Regex usage in TSystem::ListLibraries()

I know. The wildcard mode is kept in the PR. Seems to me that’s wrong We should go to regexp seems to me.

I have simplified the code. See the PR.

Looks like you incorporated my macro … but maybe you could leave the “wildcard” possibility, too … see my ListLibraries.cxx source code again.

That said, I have some doubts.
This is clearly some change that breaks “backward compatibility”, but maybe there are not any people who really rely on it (well, it should explicitly be described in the “release notes”, of course).
The original source code parses the returned “libs” using " \t\s" as separators, while my macro considers only " " (on the other hand, the TSystem::GetLibraries description says it returns a space separated list of loaded shared libraries, so I don’t understand why / when another separators need to be considered and what is “\s”).
The original source code thinks there can be “-lNameOfLib” (it will remove the leading “-l”), and it will completely skip “-Lpathname” (actually, anything that begins with a “-”, except “-l”), while my macro doesn’t care.

Yes, I mentioned you in the PR log.

I thought of it but as wildcards do not work because of “/”, is it not simpler to have only regular expression? The way it is done now only changes ListLibrariesinternal code which only parses the RegExp and displays the libs satisfying it. Is that not what is requested from that simple utility?

Calling sequences are not modified so it is much less intrusive. Also, I added a clear example in the method doc.

I checked in the ROOT code and in roottest: ListLibraries is not used in any tests. So there will be no issue like comparing the new output to a reference one.

Note also that I did not keep the header and footer of the listing. That did not bring any interesting information and would only make the parsing by a program more difficult.

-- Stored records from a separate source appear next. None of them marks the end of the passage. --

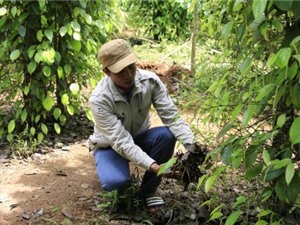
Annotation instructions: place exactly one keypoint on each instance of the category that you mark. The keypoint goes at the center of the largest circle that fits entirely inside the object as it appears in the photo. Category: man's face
(125, 78)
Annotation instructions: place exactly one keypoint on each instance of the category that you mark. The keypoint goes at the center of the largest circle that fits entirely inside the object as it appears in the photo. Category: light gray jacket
(117, 121)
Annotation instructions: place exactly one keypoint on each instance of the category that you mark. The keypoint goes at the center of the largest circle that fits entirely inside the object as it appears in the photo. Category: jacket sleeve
(169, 114)
(107, 123)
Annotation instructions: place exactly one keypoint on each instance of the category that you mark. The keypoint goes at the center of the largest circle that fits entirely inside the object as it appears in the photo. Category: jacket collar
(117, 96)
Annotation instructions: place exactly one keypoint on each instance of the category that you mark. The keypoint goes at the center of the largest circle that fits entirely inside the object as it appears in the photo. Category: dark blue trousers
(113, 170)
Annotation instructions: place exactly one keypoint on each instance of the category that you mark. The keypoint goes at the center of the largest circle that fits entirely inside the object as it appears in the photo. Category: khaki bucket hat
(115, 55)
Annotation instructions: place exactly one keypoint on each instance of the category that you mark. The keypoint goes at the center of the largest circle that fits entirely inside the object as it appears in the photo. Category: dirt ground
(58, 184)
(53, 188)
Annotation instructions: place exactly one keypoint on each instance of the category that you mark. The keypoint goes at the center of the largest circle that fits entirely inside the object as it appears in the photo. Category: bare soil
(58, 183)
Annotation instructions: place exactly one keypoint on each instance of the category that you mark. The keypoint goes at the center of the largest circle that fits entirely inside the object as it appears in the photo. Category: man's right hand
(154, 168)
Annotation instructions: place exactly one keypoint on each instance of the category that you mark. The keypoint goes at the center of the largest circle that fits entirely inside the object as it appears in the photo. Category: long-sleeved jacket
(117, 121)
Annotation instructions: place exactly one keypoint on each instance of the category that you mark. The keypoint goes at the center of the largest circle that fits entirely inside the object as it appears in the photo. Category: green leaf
(246, 65)
(287, 193)
(266, 157)
(39, 35)
(281, 120)
(24, 115)
(253, 172)
(49, 34)
(295, 131)
(88, 19)
(89, 115)
(44, 128)
(261, 222)
(233, 217)
(227, 30)
(15, 55)
(284, 5)
(271, 59)
(62, 31)
(70, 110)
(297, 57)
(294, 95)
(57, 128)
(264, 213)
(224, 130)
(26, 90)
(248, 114)
(236, 111)
(283, 56)
(42, 4)
(47, 71)
(82, 3)
(62, 119)
(76, 45)
(293, 69)
(3, 11)
(289, 173)
(75, 26)
(22, 31)
(48, 103)
(77, 36)
(32, 131)
(60, 72)
(166, 166)
(57, 113)
(11, 126)
(67, 69)
(40, 137)
(65, 99)
(9, 137)
(74, 87)
(258, 9)
(263, 92)
(239, 200)
(216, 215)
(37, 118)
(31, 67)
(209, 183)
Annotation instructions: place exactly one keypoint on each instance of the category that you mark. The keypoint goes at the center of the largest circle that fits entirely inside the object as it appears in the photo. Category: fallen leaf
(84, 186)
(67, 214)
(13, 206)
(25, 216)
(61, 173)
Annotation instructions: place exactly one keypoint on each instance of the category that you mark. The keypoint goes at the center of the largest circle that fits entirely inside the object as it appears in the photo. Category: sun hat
(115, 55)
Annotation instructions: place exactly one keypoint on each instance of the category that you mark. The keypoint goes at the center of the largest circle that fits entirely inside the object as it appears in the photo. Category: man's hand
(154, 168)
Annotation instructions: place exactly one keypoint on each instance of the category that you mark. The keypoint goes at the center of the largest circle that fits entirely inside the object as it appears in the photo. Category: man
(120, 105)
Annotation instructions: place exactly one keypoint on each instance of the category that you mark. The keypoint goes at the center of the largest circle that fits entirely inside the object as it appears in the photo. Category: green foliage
(254, 96)
(47, 56)
(160, 19)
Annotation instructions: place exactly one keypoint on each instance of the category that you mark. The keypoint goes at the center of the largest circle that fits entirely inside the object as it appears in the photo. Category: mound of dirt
(170, 76)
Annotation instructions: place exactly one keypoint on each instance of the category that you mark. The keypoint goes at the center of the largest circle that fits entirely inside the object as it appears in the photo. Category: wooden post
(194, 38)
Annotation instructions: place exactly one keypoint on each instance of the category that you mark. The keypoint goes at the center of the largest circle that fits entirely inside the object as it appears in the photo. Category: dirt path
(52, 188)
(49, 184)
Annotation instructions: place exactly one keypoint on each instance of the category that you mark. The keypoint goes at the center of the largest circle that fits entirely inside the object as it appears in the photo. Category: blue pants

I’ve been thinking about the “wildcard” possibility because someone might already be using such strings with an “appropriate” number of “/” characters inside (and the required changes in the macro were trivial).

BTW. I don’t really understand why you people do it. Whatever I “propose” / commit" is done anonymously (otherwise, I would have created my own pull requests, wouldn’t I). Well, short / simple pieces of code (let’s say up to something like several tens of lines) could be “CC CC0”, and longer / complicated pieces of code could be “CC BY”.

Seems to me the list libraries always contains / in libraries’ names. A wildcard with ‘/’ does not work. Or at least I did not find a simple way to make it work. Did you ?
The regular expression on the opposite works nicely as it should. So why not simply use working code instead of something which works only when you list all the libraries (which I think 99% of the 0.1% of people using this functionality are doing).

Because that’s the proper way to behave when you use (or get some inspiration from) code written by somebody else.

In the case of “wildcards”, you need to use an appropriate number of “/*” substrings (yes, it’s a pain, but maybe someone really wants to make sure that some library comes from some precisely defined directory).
For your example, in one of the previous posts, you would need:
root -l -q 'ListLibraries.cxx("/*/*/*/*/*/*Core*", kTRUE)'

Well, short / simple pieces of code (let’s say up to something like several tens of lines) could be “CC CC0”, and longer / complicated pieces of code could be “CC BY” → Wikipedia → Creative Commons license

Ok, but that’s a real pain, isn’t it ? plus this solution requires to add an extra parameter, and then the help will need to explain the diffrence between wilcard and regexp. Are we sure we want a such complexity for a such simple fonctionnality ?

Of course one other track will be to understand why ‘/’ are special in wilcard.
I’ll check.

That’s actually explained: TRegexp::MakeWildcard

I know, but that’s not really convincing.

The new version of ListLibraries has been approved. I will merge the PR. Thanks, @abelloni to have seen the problem and @Wile_E_Coyote for your help.